The Crux of the Matter
Every Old Indian Village had a Shaman, or, as we call them now, Old Fart Who Thinks He Knows Everything. The Shaman was usually a pretty weird dude who mumbled a lot and could often be found Staring at the Sky and he usually drank Potions with Eagle Signs on them. And with that comes the Truth: today, in casual conversation with Miss Jo the Trailer Park Manager (My New Boss) I realized I am the Second Oldest Guy In the Park. Old Charlie the Refrigerator Repair Guy got carted off last month. He was still alive, but I suspect the Wolves In the Great Forest Beyond the Park have got his scent by now. That only leaves Jungle Jim between me and Eldest Status. What burden will that carry?

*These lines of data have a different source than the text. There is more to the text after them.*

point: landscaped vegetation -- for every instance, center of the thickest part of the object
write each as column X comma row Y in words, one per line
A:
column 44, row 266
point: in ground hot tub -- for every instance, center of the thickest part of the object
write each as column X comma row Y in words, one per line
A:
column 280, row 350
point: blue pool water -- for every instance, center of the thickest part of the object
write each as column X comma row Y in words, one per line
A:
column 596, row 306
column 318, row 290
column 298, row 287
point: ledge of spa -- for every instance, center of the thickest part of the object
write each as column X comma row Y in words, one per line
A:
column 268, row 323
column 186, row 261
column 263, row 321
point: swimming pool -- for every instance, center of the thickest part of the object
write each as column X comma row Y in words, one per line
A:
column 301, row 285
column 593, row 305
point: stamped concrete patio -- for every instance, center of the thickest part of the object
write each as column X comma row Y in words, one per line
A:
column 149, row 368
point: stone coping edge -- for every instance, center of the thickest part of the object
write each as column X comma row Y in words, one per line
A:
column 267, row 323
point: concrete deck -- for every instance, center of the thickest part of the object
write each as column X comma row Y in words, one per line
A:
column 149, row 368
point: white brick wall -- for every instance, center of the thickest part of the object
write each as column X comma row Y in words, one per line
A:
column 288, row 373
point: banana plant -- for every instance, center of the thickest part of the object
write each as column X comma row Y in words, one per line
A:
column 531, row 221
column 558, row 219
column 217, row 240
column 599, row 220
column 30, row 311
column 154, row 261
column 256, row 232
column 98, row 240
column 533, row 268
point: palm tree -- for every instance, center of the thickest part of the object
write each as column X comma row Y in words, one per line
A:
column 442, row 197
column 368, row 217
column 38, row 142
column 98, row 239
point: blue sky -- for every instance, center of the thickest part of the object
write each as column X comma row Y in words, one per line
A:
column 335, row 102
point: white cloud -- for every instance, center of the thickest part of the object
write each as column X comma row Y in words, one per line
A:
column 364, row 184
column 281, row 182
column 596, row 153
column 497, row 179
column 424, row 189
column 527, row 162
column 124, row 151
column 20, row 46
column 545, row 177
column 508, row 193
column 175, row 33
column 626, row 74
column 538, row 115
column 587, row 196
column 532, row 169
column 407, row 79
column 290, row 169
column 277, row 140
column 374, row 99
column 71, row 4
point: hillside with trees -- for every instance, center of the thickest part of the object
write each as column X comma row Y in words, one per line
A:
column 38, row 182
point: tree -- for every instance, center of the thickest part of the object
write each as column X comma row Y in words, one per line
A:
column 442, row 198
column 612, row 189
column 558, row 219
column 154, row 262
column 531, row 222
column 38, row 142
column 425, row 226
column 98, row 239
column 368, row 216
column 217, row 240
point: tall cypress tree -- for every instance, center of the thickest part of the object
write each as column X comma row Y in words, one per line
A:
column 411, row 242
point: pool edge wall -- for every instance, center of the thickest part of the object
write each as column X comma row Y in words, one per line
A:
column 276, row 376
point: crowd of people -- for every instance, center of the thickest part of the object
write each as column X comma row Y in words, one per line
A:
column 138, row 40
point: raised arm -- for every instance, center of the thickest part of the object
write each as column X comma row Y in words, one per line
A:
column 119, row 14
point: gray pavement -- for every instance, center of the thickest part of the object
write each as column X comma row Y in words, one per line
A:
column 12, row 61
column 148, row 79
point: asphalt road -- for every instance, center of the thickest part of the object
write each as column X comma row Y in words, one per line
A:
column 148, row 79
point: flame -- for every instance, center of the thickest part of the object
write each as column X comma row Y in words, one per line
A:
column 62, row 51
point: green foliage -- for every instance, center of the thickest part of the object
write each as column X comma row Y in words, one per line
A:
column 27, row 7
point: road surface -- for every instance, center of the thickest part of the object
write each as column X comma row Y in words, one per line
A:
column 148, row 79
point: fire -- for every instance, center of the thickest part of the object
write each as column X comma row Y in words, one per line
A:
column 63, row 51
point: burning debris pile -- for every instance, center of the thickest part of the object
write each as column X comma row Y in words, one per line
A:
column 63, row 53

Well, for one thing, I will have to step up my intake of Potions With Eagle Signs.
I Ain't John Smith, But That's What They Call Me At the Village Motel
Be that as it may, I am enamored of this Romantic New View of my life here at Whispering Pines. Miss Jo the New Manager is one Smokin' Hot Pocohantas of a Certain Age and the easiest Boss I ever had, so far. If I wanted to carry the analogy further, I guess Bobby the Trailer Park Mayor would have to serve as our Chief and I could go on and on with the whole thing but in reality, I'm just riffing along until I start being a Bicycle Guy again.
Feel My Pain
I have no idea what that entails but there is one Bicycle in the Stand for Uncle Bill (A Wally Comfort) and my own dear Mongoose Alta (awaiting a wheel) sitting on the side. Bill's Bike only needs Two Tubes and a Lube 'n Tune but since I refuse to drive anywhere for Bike Parts and we have had Afternoon Storms for a month now I don't have the parts. Tomorrow that will change because it is Wednesday and from now on, On Wednesdays We Ride.
No, I Said My Pain
Thus Speaks the Second Oldest Bike Shaman In Training At Whispering Pines Trailer Park. Plus, I need a break from Pressure Washing and Roach Killing and Rot Removing and Air-conditioner Swapping. I need a break from Linoleum Laying and Wall Painting and Barbecue Sauce Empire Starting and On and On and On.
Ruby, Don't Take Your Love To Town
Somehow I fear my readers need a break from my endless ramblings that have Nothing To Do With Bicycling but what the heck, We're All Friends, right? Right?